2021’de başlayan ilişkileri onarım süreci, Cumhurbaşkanı Recep Tayyip Erdoğan ve İsrail Cumhurbaşkanı Isaac Herzog arasında telefon görüşmeleriyle ivme kazanmış, Mart ayında Herzog’un Ankara ziyaretiyle önemli bir aşama kat edilmişti.
Ankara ve Tel Aviv’de yapılan değerlendirmeler, Çavuşoğlu’nun 25 Mayıs’taki iyaretinin normalleşme sürecinin yol haritasının ele alınması açısından önemli olduğunu ortaya koyuyor.
Ancak başkentler arasında bu yol haritasının nasıl şekilleneceği ve hangi süratte işletileceği konusunda tam bir görüş birliği olmadığı kaydediliyor.
Ankara hızlı normalleşmeden yana
Uluslararası ilişkilerinde son dönemde yaşadığı yalnızlaşmayı kırmak için kapsamlı bir normalleşme süreci başlatan Ankara’nın en önemli hamlelerinden biri Doğu Akdeniz’de enerji rekabetinin merkezinde yer alan Tel Aviv ile ilişkileri düzeltme arayışı oldu.
Türkiye, İsrail’in yanı sıra Mısır’la da ilişkileri düzelterek Doğu Akdeniz’de uzun süredir yaşadığı tecridi kırmak, Yunanistan ve Kıbrıs Cumhuriyeti’ne karşı elini güçlendirmek ve bölgeden çıkan ve ileride çıkacak doğal gazı kendi toprakları üzerinden Avrupa pazarına sevk edecek bir iş birliği ortamı kurma amacında.
Ukrayna bunalımının yarattığı yeni enerji kaynağı zorunluluğu, Türkiye’nin bu hedefe ulaşma arzusunu daha da güçlendirmiş durumda.
Türkiye, aynı zamanda, başta ABD ile ilişkilerde olmak üzere son dönemde eksikliğini hissettiği Yahudi lobisinin desteği için de İsrail ile diplomatik görüntüsünü düzeltmek istiyor.
Dışişleri Bakanı Çavuşoğlu’nun geçen hafta New York ziyareti sırasında ABD Dışişleri Bakanı Anthony Blinken ile görüşmesinden hemen önce Amerikan Yahudi toplumunun önde gelenleriyle bir görüşme gerçekleştirmesi dikkat çeken bir gelişme olmuştu.
Bu nedenlerden dolayı Ankara, Tel Aviv’le hızlı bir normalleşme süreci istiyor.
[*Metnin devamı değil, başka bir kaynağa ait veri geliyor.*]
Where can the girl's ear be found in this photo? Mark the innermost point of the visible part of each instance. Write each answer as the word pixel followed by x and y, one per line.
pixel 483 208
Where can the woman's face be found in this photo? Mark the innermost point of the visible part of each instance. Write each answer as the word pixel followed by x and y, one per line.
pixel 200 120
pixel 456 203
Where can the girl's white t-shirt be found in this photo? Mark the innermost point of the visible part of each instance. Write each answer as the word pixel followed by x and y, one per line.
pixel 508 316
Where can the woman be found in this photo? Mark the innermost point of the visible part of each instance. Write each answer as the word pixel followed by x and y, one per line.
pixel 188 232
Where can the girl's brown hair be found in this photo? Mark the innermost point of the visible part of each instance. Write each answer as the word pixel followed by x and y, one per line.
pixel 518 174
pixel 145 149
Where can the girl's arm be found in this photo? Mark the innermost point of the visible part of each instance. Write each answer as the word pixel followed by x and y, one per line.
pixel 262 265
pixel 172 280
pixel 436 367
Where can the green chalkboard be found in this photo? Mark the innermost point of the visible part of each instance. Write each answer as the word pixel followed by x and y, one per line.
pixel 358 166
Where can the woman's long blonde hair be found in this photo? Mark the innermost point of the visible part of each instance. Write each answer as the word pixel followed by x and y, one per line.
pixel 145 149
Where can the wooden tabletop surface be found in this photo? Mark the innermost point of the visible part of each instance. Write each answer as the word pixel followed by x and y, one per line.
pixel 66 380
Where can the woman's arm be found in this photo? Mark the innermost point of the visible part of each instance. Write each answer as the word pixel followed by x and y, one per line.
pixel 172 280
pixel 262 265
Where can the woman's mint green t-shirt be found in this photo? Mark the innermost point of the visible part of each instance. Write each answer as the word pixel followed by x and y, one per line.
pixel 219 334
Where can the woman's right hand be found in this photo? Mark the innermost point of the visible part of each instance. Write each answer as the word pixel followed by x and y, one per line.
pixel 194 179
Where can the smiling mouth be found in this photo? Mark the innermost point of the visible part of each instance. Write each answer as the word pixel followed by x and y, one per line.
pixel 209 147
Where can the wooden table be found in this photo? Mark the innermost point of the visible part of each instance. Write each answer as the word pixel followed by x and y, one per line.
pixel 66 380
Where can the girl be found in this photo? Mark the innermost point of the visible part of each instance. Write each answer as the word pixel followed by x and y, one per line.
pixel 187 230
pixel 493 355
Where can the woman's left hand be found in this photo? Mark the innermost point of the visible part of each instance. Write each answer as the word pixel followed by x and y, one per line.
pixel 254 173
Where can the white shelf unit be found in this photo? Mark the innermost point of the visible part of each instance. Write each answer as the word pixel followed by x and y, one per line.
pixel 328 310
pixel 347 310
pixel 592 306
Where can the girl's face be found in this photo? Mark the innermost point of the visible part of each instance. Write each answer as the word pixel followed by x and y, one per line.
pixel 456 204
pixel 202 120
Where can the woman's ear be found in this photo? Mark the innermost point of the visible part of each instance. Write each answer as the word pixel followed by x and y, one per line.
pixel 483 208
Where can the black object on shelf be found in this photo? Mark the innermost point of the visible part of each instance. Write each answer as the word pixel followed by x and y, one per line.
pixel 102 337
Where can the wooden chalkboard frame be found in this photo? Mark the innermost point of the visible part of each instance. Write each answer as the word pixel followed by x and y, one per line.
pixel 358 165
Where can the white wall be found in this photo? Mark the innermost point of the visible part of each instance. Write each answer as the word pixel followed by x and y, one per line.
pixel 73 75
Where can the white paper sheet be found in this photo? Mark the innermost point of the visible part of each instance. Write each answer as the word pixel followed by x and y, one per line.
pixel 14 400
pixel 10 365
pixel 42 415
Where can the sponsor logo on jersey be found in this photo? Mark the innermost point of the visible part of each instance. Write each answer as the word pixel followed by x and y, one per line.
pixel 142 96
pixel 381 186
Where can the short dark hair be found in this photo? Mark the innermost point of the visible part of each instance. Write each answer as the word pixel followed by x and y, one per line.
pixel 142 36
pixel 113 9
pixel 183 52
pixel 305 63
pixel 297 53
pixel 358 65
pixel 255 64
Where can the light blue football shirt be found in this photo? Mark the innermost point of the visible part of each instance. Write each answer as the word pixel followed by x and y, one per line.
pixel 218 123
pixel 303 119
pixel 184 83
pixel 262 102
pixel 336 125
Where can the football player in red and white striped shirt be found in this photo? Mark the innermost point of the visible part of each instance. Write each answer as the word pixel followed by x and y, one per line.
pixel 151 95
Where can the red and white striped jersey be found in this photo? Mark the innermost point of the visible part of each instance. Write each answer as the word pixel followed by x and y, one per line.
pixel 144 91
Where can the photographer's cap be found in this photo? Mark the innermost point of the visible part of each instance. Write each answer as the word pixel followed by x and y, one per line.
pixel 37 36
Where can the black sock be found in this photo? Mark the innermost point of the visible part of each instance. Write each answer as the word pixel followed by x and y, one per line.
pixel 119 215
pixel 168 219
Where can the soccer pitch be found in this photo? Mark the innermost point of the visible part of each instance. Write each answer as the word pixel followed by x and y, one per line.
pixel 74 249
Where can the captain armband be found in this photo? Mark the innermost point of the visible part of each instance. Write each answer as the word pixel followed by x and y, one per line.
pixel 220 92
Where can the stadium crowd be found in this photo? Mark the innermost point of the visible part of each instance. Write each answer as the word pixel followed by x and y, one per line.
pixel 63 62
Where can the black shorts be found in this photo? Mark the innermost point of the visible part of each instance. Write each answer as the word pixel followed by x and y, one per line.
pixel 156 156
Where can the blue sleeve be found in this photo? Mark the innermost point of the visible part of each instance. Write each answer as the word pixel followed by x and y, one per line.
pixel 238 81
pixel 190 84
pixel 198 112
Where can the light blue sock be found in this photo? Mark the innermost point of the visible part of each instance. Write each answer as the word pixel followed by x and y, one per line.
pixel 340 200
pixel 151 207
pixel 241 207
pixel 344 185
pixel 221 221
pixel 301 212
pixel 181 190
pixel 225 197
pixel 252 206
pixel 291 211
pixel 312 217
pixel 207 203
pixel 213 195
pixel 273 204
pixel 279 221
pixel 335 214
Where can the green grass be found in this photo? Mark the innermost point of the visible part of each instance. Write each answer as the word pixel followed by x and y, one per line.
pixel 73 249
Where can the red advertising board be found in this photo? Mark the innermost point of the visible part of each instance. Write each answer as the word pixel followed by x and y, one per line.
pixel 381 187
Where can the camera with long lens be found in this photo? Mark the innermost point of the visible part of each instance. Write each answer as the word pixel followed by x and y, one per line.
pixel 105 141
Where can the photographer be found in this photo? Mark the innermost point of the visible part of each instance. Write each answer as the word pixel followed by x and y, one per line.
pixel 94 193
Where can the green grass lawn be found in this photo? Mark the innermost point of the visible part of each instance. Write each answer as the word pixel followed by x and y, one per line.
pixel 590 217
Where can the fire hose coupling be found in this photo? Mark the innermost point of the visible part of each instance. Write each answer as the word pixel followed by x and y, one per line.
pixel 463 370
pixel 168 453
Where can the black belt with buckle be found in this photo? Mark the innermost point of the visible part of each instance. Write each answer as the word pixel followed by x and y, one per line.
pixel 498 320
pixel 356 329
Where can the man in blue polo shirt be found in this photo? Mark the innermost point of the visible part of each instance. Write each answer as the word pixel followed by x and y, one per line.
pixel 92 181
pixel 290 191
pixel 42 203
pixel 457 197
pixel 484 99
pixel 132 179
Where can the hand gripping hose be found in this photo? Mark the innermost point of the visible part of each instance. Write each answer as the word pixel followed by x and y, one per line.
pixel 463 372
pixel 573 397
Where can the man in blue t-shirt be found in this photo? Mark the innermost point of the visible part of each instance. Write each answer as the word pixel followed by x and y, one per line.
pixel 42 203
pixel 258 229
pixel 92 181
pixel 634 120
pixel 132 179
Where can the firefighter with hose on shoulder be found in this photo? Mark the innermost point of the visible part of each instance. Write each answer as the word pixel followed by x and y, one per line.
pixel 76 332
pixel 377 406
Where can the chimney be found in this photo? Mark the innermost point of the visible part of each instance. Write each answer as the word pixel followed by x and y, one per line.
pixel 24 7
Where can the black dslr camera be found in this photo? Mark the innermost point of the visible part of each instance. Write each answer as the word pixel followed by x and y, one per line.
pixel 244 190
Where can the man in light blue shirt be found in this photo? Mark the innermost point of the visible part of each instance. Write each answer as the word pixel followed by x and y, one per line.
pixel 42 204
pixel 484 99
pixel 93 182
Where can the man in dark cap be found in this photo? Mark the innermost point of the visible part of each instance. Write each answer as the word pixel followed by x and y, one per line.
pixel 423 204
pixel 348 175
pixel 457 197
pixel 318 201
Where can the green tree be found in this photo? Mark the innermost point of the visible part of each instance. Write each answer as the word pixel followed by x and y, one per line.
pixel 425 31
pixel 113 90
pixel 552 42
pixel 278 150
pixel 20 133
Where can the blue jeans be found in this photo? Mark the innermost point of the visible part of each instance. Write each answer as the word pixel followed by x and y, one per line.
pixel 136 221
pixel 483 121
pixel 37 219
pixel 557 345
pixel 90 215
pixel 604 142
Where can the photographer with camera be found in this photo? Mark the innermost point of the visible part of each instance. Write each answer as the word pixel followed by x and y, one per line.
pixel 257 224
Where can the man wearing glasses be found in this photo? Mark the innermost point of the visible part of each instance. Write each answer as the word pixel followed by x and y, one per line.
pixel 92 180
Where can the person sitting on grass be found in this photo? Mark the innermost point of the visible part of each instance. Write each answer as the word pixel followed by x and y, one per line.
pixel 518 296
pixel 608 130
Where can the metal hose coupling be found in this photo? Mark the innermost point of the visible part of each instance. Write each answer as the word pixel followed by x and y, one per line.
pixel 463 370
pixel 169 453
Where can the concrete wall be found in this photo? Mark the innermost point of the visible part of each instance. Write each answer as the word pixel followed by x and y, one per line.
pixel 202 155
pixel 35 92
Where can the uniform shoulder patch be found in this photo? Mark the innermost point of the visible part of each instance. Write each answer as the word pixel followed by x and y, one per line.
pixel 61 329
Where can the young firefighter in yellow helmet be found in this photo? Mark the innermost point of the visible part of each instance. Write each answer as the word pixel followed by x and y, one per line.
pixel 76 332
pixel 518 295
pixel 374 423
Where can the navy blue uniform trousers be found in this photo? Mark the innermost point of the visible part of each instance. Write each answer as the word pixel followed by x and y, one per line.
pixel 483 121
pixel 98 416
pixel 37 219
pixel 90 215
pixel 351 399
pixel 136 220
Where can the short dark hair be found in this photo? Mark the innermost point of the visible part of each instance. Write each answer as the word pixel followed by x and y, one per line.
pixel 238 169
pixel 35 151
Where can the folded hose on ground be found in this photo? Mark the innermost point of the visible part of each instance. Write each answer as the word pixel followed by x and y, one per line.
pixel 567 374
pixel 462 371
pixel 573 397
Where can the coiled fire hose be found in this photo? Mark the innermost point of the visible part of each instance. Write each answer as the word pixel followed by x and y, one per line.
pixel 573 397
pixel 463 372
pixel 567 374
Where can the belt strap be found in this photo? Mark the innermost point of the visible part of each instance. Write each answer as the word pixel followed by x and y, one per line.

Öncelikle büyükelçilerin karşılıklı atanması ve siyasi diyalog mekanizmaların kurulması ve enerji alanında görüşmelerin başlatılması Ankara’nın amaçları arasında.
Büyükelçiler atanacak mı?
Dışişleri Bakanı Çavuşoğlu, Güney Amerika ziyareti dönüşünde gazetecilerin büyükelçi atamasıyla ilgili bir soru üzerine, konunun mevkidaşı Lapid ile yapacağı görüşme sırasında gündeme geleceğini kaydetmişti.
Ankara, bu konudaki adımın iki dışişleri bakanı tarafından ilan edilmesi beklentisi içinde.
Diplomatik ilişkilerin büyükelçi düzeyine çıkartılmasıyla normalleşmenin siyasi ayağının somutlaşacağı ve önemli bir aşamanın tamamlanacağını öngören Ankara, Tel Aviv’i de bu noktaya çekmek istiyor.
İsrail tarafının bu konuyu değerlendirdiği ancak henüz net bir sonuca varmadığı kaydediliyor. Bu konuda nasıl bir kararın alınacağı Çavuşoğlu-Lapid görüşmesinde netleşecek.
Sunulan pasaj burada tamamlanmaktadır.